1. Het geding na verwijzing
Partijen worden hierna [appellante] en Aegon genoemd.
In deze zaak is op 26 februari 2016 (ECLI:NL:HR:2016:336) door de Hoge Raad een arrest gewezen tussen [appellante] als eiseres in cassatie en onder andere Aegon als verweerster in cassatie. Het arrest van het gerechtshof Den Haag van 2 september 2014 is door de Hoge Raad vernietigd en het geding is naar het hof verwezen ter verdere behandeling en beslissing.
De zaak is op de rol van 20 september 2016 aangebracht.
Partijen hebben daarna de volgende stukken ingediend:
- memorie na verwijzing van [appellante] ;
- memorie van antwoord na verwijzing van Aegon, met producties.

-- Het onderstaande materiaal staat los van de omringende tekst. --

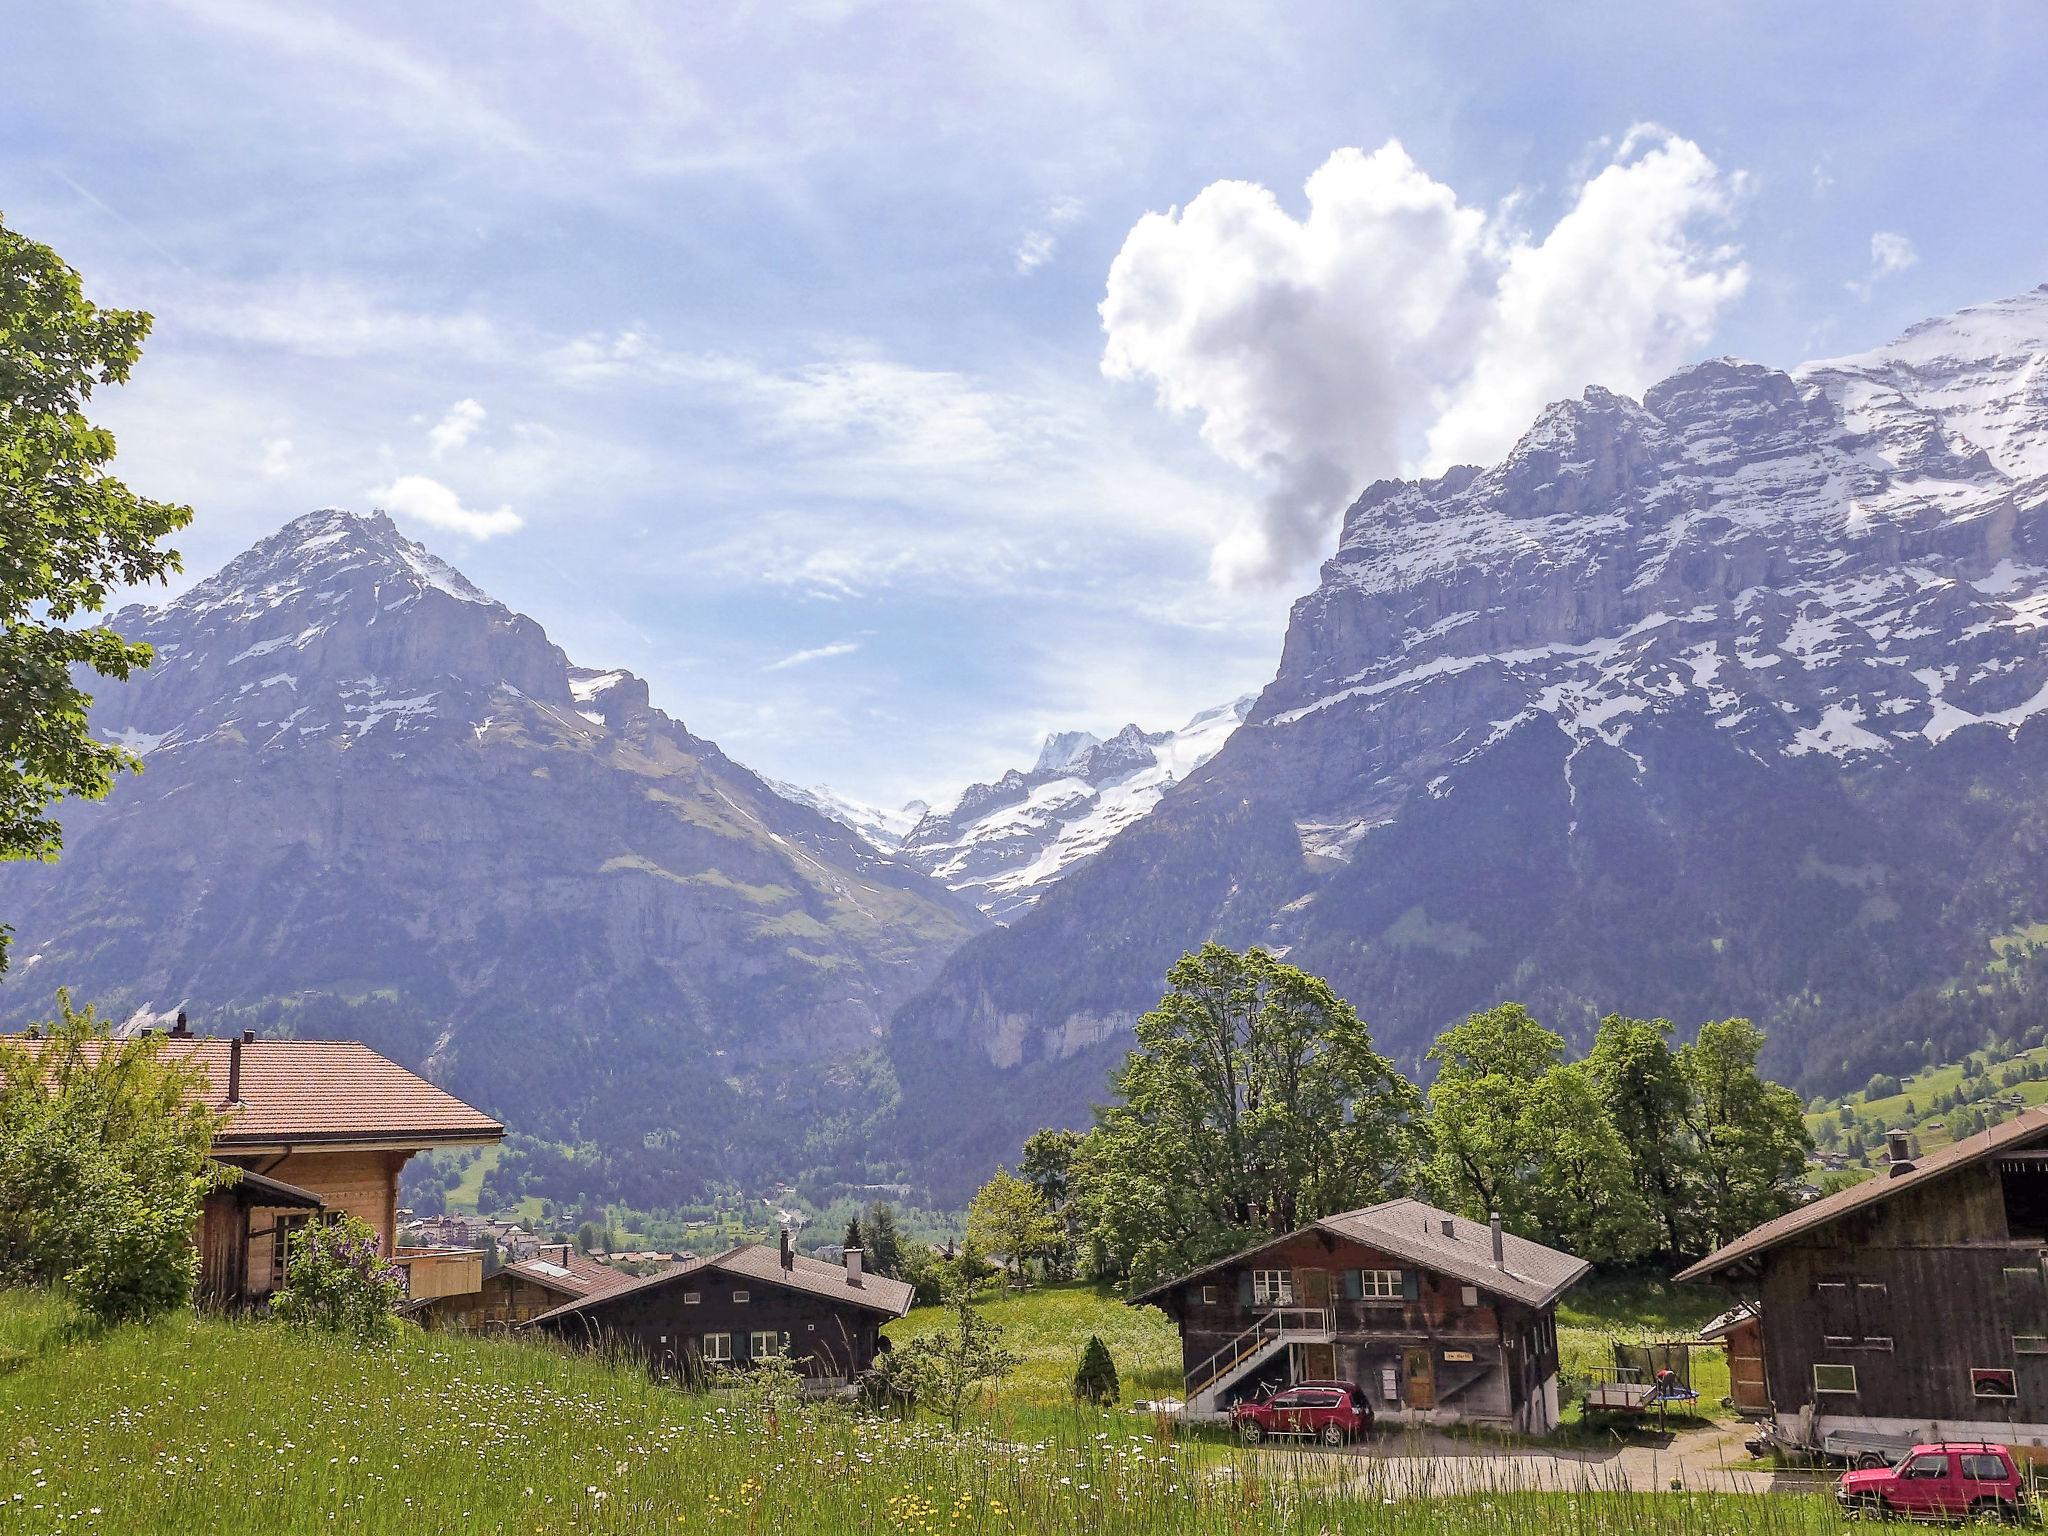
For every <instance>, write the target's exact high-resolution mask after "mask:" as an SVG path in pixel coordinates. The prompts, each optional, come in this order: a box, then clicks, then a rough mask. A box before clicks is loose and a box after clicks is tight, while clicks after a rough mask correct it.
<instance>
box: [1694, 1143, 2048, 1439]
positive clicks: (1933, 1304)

Partijen hebben de zaak ter zitting van 12 juni 2017 doen bepleiten door hun hiervoor genoemde advocaten, ieder aan de hand van pleitnotities die zijn overgelegd.
De zaak is enige tijd aangehouden in verband met schikkingsonderhandelingen.
Ten slotte is arrest gevraagd.
[appellante] heeft na verwijzing haar eerdere conclusie gehandhaafd.
Aegon heeft geconcludeerd tot verwerping van het hoger beroep, met veroordeling – uitvoerbaar bij voorraad – van [appellante] in de proceskosten, vermeerderd met nakosten en wettelijke rente.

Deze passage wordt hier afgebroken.